Some videos are recorded live. Viewers leave comments in real time. Many appear to be people who were once incarcerated themselves. Bruton says he once got a message from a corrections officer in Ohio who told him his footage has been used to train new officers.

He doesn’t shy from talking about why he went to prison. He admits he used to sell drugs. But the case that cost him a decade involved a fatal hit-and-run. Media accounts say that a man named Michael Pierce was killed when he was hit by a commercial dump truck outside his Jacksonville home. In one of his videos, Bruton details the circumstances from his perspective and says the death was an accident and that he didn’t initially know he had hit anyone.

He netted a manslaughter conviction and a sentence of 10 years.

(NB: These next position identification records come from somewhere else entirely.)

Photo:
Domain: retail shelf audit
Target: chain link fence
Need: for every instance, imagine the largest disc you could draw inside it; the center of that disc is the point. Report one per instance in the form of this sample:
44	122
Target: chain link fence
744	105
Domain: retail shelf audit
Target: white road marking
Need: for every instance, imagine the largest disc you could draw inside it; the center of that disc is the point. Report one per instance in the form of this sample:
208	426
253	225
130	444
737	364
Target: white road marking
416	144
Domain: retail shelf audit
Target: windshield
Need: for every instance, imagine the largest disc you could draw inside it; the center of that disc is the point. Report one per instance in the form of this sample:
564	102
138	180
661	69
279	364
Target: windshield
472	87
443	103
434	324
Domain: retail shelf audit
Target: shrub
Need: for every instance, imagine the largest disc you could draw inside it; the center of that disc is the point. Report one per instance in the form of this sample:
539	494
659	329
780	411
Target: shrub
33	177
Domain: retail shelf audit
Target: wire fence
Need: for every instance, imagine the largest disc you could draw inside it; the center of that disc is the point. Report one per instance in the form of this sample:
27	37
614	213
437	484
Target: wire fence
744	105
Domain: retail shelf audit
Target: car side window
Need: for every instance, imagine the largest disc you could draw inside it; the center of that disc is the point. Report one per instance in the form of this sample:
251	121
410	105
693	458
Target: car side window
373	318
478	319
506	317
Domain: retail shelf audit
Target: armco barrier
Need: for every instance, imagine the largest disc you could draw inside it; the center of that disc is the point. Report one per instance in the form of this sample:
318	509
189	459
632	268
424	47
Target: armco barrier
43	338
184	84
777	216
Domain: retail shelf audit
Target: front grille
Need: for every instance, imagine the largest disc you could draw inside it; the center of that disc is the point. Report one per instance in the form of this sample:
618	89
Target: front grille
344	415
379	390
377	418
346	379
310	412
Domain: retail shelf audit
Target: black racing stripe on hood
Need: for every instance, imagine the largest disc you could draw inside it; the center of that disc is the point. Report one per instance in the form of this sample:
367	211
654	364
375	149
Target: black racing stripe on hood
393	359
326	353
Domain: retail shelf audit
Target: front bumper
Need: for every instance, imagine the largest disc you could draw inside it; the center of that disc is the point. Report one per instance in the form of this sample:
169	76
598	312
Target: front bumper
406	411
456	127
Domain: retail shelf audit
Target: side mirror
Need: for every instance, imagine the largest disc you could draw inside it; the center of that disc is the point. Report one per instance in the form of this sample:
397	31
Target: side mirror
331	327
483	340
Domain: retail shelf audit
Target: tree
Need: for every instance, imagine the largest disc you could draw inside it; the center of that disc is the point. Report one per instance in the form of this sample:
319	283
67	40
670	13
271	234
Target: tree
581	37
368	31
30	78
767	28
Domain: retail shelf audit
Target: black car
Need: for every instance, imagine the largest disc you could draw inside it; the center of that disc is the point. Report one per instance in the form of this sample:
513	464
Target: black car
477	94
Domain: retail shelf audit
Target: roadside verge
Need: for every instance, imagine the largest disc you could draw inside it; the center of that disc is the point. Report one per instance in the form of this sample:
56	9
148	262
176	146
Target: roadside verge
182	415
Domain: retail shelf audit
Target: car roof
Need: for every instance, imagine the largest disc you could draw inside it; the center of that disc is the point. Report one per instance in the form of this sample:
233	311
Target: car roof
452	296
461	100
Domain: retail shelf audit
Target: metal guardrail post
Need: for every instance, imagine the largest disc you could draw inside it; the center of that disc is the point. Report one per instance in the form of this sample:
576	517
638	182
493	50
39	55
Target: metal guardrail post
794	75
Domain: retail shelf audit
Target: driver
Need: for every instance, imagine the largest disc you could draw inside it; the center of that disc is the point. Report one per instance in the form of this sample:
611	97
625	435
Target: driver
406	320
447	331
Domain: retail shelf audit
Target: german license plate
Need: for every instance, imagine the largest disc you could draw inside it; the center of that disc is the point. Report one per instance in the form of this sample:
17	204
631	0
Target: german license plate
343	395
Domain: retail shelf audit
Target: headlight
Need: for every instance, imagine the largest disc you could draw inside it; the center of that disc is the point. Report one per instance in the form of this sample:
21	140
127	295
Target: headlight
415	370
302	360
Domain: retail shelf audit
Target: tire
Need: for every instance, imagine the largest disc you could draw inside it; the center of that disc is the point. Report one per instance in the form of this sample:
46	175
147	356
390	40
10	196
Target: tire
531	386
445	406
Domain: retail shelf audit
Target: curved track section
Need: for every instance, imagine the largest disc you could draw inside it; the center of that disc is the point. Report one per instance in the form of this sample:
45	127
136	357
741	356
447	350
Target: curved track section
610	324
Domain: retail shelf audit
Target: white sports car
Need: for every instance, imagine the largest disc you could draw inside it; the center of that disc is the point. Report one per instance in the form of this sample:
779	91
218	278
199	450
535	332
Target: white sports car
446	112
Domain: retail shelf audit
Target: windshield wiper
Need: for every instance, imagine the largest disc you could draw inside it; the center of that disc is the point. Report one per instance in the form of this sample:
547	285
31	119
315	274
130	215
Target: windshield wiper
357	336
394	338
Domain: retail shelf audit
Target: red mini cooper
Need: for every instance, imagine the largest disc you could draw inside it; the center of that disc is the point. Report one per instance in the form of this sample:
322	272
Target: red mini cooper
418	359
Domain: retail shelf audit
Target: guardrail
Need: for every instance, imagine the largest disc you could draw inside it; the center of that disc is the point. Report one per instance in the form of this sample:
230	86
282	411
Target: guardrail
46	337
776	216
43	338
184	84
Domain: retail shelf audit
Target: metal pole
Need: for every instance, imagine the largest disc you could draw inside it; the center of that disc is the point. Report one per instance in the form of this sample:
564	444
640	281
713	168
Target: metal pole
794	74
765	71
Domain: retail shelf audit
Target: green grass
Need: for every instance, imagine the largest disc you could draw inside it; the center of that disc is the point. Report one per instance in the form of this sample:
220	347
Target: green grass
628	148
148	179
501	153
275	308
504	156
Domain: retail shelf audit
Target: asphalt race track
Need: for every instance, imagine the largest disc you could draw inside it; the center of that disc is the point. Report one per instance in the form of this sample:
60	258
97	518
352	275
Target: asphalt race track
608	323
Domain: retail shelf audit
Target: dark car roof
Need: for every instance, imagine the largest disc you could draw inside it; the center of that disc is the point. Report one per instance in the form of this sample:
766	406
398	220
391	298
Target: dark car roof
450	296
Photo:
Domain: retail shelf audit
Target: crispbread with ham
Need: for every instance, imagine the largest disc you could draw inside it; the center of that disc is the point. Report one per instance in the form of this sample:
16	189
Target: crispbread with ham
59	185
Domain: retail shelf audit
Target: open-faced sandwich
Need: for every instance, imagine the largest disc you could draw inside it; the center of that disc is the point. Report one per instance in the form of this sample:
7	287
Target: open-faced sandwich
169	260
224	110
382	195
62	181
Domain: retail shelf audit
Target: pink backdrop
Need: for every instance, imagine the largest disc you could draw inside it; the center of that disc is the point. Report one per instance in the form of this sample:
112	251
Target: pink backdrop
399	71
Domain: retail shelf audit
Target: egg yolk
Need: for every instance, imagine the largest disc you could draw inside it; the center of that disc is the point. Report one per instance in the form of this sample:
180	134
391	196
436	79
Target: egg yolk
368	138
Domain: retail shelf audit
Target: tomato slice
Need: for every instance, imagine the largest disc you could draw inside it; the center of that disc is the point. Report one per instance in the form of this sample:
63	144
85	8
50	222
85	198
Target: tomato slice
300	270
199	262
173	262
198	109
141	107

He added a year to his sentence when he and another inmate escaped in 2007 from a work camp in a remote area north of Gainesville. They did it with the help of a female corrections officer who ended up doing a year locked up herself. He recounts the harrowing tale on his channel.

The Florida Department of Corrections is aware of Bruton’s videos but declined to comment on them. Asked specifically about videos that address contraband in prison, the department’s communications office referred a reporter to recent testimony that Department Secretary Mark Inch gave to a legislative committee about their safety and security needs. The office also noted Gov. Ron DeSantis’ budget recommendation of more than $100 million to improve security and upgrade facilities and programs in the state’s prisons.

Asked by a Tampa Bay Times reporter why he does the videos, Bruton mentioned the high rate of incarceration in the U.S. and his message, oft-repeated on YouTube, that no matter what you’ve been through, you can always “bounce back.”

Also, though, there are words of caution.

“I hope that everyone who watches this video never finds their way to prison,” he says in one. “Why? Because prison sucks. Plain and simple. There is nothing fun about it. Stay free.”